The blowback has already begun to be felt in some EU Member States, including Austria and Germany, where banks are now expected to have to pay higher payments to Deposit Guarantee Schemes to cover the resolution of Sberbank Europe AG in Austria and its subsidiaries in Croatia and Slovenia. This follows an announcement by the Single Resolution Board (SRB) on February 28 that Sberbank Europe AG in Austria and its subsidiaries in Croatia and Slovenia were failing or likely to fail due to a rapid and significant deterioration of the banks’ liquidity situation. The three banks were promptly placed under moratorium.

Before that Sberbank had total assets of $13.8 billion. Some of its deposits will now have to be covered by the Deposit Guarantee Schemes in Austria and Germany, where insolvency proceedings have already been initiated.
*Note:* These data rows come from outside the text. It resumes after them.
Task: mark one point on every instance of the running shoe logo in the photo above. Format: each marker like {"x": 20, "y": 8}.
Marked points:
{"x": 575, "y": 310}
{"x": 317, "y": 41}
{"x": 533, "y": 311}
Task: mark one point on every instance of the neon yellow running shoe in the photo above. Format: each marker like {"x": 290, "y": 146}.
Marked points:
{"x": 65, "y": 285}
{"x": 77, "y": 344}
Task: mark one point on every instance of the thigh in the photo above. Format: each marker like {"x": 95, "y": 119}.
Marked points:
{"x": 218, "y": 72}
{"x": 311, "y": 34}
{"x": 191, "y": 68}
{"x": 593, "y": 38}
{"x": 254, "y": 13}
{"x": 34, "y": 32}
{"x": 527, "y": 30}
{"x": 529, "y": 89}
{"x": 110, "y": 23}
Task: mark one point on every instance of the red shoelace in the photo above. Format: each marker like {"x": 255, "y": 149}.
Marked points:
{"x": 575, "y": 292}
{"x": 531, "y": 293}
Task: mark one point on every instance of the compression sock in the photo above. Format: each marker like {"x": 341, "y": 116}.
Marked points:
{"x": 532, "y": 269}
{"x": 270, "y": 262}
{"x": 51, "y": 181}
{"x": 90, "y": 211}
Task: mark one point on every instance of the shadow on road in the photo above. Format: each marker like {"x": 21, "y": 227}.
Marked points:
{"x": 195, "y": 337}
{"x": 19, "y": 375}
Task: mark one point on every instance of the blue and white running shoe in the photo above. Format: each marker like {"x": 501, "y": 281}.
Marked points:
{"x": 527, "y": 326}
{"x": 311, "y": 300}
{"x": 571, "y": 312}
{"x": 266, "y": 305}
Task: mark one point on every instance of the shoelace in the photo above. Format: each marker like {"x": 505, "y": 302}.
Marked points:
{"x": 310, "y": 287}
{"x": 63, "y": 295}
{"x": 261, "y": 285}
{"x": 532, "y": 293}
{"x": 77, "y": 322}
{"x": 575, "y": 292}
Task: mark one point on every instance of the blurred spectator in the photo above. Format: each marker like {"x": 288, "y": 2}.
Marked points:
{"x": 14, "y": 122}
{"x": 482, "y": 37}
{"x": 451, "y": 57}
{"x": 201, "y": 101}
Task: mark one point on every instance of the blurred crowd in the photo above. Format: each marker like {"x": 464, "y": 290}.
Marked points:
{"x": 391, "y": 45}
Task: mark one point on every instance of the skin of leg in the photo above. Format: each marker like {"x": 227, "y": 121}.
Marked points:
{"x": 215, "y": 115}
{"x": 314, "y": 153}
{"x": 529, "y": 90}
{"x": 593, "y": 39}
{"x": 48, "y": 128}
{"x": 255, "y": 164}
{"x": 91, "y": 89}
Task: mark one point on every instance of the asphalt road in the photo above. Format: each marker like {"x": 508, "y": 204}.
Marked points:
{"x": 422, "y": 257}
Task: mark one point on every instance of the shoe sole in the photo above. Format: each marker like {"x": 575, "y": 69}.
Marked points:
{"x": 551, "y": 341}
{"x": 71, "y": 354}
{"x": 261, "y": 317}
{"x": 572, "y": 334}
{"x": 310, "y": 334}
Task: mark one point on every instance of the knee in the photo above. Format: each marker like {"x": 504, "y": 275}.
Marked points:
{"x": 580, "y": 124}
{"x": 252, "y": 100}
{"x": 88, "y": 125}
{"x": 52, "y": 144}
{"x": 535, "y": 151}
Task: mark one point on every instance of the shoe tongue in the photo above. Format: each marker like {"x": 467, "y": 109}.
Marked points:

Now concerns are rising about the European subsidiary of Russian lender VTB, which has total assets of over $7 billion and is likely to suffer a similar fate to Sberbank’s European subsidiaries. According to a Bloomberg article published last week, authorities in Germany are exploring alternative solutions to minimize the impact on domestic lenders:

German authorities are stepping up scrutiny of VTB Bank PJSC’s European operations as they seek to avoid triggering the deposit insurance scheme that could represent a multi-billion-dollar upfront hit to other banks in the nation.

The Russian lender, with European operations headquartered in Frankfurt, is being monitored by the German central bank, the financial markets regulator and deposit insurance bodies, people with knowledge of the matter said. Authorities are trying to find a solution that avoids an automatic triggering of payouts to clients, while still bracing for a potential wind-down, said the people, who asked to remain anonymous as the matter is private.

Regulators want to win more time for VTB in Europe to avoid upfront costs for Germany’s other banks, said the people.

If VTB’s European subsidiary does go under, it will be the second collapse of a foreign bank on German soil in the past 12 months. In March 2021, Greensill Bank, the German banking arm of British supply chain giant Greensill, collapsed after it emerged that the company and its banking subsidiary had been engaged in all manner of financial chicanery. Greensill Bank had a reported €3.5 billion in deposits at the time, part of which had to be covered by the guarantee fund’s reserves, generating additional expenses for lenders including Deutsche Bank AG.

Attention is now turning to whether or not Europe’s already beleaguered banks will be able to cope with the potential fallout of a Russian sovereign debt default — and if not, what that could mean for the global economy at large. No doubt the ECB will unleash even more monetary stimulus, having already almost doubled its balance sheet over the past two years, but it may not be enough to prevent the ripples from turning into waves.